MNT: Weight Management (2015)
- To assess the feasibility of a diet and physical activity intervention designed for weight loss or control in breast cancer (BC) survivors through evaluation of participation and compliance rates
- To assess short-term effects of the intervention on diet-related choices, cardiorespiratory fitness (CRF) and quality of life (QOL).
- Patients with breast cancer
- Recently completed chemotherapy or radiation therapy (within six months).
- Previous cancers
- Tumors of stage IIIB and above
- Morbid obesity (BMI 40kg/m2 or more)
- Conditions that prohibit following diet and physical activity (PA).
Medical records of patients who received chemotherapy or radiation for breast cancer at the Catalan Institute of Oncology were reviewed for eligibility. Mailers were sent to invite these individuals to participate.
A Phase II single-arm trial.
- Diet intervention:
- Twelve-week one-hour sessions were led by a dietitian.

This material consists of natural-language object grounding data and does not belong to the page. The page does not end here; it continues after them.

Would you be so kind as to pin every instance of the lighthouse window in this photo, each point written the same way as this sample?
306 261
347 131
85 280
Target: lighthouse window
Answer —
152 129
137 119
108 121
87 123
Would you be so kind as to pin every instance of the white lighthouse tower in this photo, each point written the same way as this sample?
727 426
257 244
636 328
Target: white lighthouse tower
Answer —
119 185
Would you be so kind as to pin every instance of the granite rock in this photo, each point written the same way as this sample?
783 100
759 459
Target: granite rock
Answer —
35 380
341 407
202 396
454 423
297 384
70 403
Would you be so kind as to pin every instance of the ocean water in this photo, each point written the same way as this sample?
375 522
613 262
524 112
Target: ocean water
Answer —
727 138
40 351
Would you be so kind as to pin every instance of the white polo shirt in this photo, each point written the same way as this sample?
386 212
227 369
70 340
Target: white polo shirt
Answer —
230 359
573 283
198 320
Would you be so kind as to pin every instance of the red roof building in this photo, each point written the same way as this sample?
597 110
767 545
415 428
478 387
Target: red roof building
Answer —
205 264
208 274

- The first half of each session focused on:
- Food groups
- Food guide pyramid
- Making healthy choices
- Hypocaloric meal preparation and cooking (1,200kcal to 1,500kcal per day)
- Shopping lists
- Weekly menus.
- The second half of the sessions were focused on:
- Weight loss goals
- Tools and tips to overcome barriers
- Participation in motivational group activities.
- Physical activity (PA):
- Twenty-four biweekly sessions of 75 minutes each were led by PA monitors.
- Warm-up for 10 minutes followed by two 25-minute session of aerobic (static bike) and strength training exercises (mats, stability balls, resistance bands) followed by a 10-minute stretch and relaxation.
- Participants were encouraged to walk 10,000 steps per day and given a pedometer.
- Shapiro-Wilk's to check for normality
- T-test and Wilcoxon- Mann Whitney to determine differences in continuous outcome variables
- Fisher exact test to assess associations/differences in categorical variables (expected values all less than five)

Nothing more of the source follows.